Don't Eat the Blue Dots!
My husband celebrates a milestone birthday this week. As the kids and I prepare to make his favorite cake, I’m reminded of the first birthday cake I baked for him. That cake surfaces any time I light birthday candles to be honest.
Growing up, birthdays in my family were a big deal. Maybe it’s because three out of the five people in my house growing up shared the same birthday. We had birthday parties for many years as children. When we aged out of those big shindigs my mom cooked us our favorite dessert for our birthday. (I often requested a strawberry pie.)
You can understand, now, when I discovered my husband’s family celebrated differently, and it didn’t always involve cake, I was shocked.
On my husband’s twentieth birthday we’d been dating about six months and three of those I spent in Arizona without him. I was determined to show him my care for him by baking him a birthday cake. These were the days before bakeries with fancy custom cakes on every corner.
I spent my Friday afternoon baking a chocolate cake and smothering it in cream cheese icing. I also bought twenty blue candles. We were eating dinner at my Mamaw’s house (that’s a Southern name for your grandmother). I snuck the cake over to her house and hid it in the kitchen.

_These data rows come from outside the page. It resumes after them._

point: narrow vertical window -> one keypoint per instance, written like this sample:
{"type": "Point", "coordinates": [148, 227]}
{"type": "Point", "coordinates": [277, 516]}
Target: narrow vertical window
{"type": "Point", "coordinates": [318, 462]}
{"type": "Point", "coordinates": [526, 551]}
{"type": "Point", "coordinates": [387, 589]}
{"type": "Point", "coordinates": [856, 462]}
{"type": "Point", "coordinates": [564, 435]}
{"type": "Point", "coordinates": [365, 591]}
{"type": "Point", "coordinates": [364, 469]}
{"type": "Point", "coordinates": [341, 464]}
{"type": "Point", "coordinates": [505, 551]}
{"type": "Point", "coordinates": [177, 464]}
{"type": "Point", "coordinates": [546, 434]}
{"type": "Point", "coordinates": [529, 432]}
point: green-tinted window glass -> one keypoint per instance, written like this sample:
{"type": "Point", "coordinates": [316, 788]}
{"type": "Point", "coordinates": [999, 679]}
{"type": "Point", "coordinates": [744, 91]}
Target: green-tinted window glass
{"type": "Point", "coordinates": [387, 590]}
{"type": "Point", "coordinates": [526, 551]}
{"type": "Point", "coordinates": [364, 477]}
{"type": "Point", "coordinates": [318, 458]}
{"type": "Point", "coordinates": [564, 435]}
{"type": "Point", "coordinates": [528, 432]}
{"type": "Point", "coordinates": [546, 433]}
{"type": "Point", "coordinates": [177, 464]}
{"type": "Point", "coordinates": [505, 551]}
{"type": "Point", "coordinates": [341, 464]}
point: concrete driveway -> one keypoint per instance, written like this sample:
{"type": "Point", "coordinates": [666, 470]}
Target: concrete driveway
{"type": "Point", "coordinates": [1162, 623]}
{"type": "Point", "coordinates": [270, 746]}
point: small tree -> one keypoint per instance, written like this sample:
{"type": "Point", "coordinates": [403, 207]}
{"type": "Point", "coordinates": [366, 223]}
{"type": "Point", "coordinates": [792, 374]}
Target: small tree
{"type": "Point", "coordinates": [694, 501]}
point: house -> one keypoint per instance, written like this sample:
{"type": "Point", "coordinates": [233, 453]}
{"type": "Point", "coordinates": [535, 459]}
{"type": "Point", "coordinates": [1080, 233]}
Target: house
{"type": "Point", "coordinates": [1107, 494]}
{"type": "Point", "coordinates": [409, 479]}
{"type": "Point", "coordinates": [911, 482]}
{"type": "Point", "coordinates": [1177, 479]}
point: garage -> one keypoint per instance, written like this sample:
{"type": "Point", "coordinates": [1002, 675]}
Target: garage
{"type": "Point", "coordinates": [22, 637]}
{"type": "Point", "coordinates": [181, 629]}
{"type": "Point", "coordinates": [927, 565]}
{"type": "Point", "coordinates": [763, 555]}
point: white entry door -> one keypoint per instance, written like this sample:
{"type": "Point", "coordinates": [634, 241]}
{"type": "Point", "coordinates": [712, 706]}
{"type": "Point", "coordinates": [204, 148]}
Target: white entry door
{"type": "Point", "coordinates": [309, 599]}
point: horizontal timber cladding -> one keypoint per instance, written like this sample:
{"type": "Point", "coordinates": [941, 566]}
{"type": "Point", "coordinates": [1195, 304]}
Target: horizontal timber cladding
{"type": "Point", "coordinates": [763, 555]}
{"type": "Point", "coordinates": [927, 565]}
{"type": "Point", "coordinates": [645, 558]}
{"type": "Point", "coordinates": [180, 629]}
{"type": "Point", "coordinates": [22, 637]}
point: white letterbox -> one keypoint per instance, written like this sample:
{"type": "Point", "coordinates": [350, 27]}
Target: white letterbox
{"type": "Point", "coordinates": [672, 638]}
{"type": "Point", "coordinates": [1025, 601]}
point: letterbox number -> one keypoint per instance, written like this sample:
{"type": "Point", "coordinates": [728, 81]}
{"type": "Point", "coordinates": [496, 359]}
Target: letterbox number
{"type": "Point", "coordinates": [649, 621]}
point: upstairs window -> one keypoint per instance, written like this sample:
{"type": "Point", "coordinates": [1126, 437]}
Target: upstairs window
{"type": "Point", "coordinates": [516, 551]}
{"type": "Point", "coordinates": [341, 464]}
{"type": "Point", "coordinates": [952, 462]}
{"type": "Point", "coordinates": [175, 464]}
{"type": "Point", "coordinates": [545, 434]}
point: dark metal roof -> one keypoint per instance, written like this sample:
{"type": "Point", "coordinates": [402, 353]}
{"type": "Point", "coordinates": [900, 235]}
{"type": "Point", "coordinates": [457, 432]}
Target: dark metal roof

After we finished supper I went to the kitchen and carefully placed all those candles on the cake. Then I began to light them. My Mamaw had matches instead of a lighter. Let me tell you one match will not light twenty candles. I started on the outside row and then used a lit candle to light all the others.
Some of you who have celebrated birthdays with more than a few candles already spotted my mistake. You never start lighting candles from the outside in. By the time I realized this I was already too deep in flames to turn back. So I kept lighting. And that blue candle kept burning. And burning. As it burned the wax dripped all over the beautiful white cream cheese icing.
I can not remember if I was laughing or mortified when I took that flaming cake into the dining room where my family sang happy birthday to my beloved. He took one look at the cake, grinned, and said, “What are those blue dots?” It’s a good thing he’d already blown out the candles.
He still teases me about those blue dots. It’s one of the many stories we share since we’ve now been together half our lives.
The blue dots are one of the memories of that night. I’m sure Josh and I went out after dinner at my Mamaw’s house. I don’t really remember. I do remember getting home that night. My other grandmother was living with us, a fairly new arrangement. She said offhandedly, “I wish I had some chocolate cake.”
It just so happened I’d brought the leftovers home. I have no idea if she knew I’d made a cake or not. Her health was failing at the time and remembering the joy a little cake brought her brings me happiness even now many years later.
Over our years together, I discovered that this boyfriend who became my husband preferred less sweet treats. His favorite cake, the one we made him this, is an Angel food cake. I text him a picture after I iced it and told him I was too tired put the blue dots on.
He replied, “Until the day I die, that will be my favorite cake.”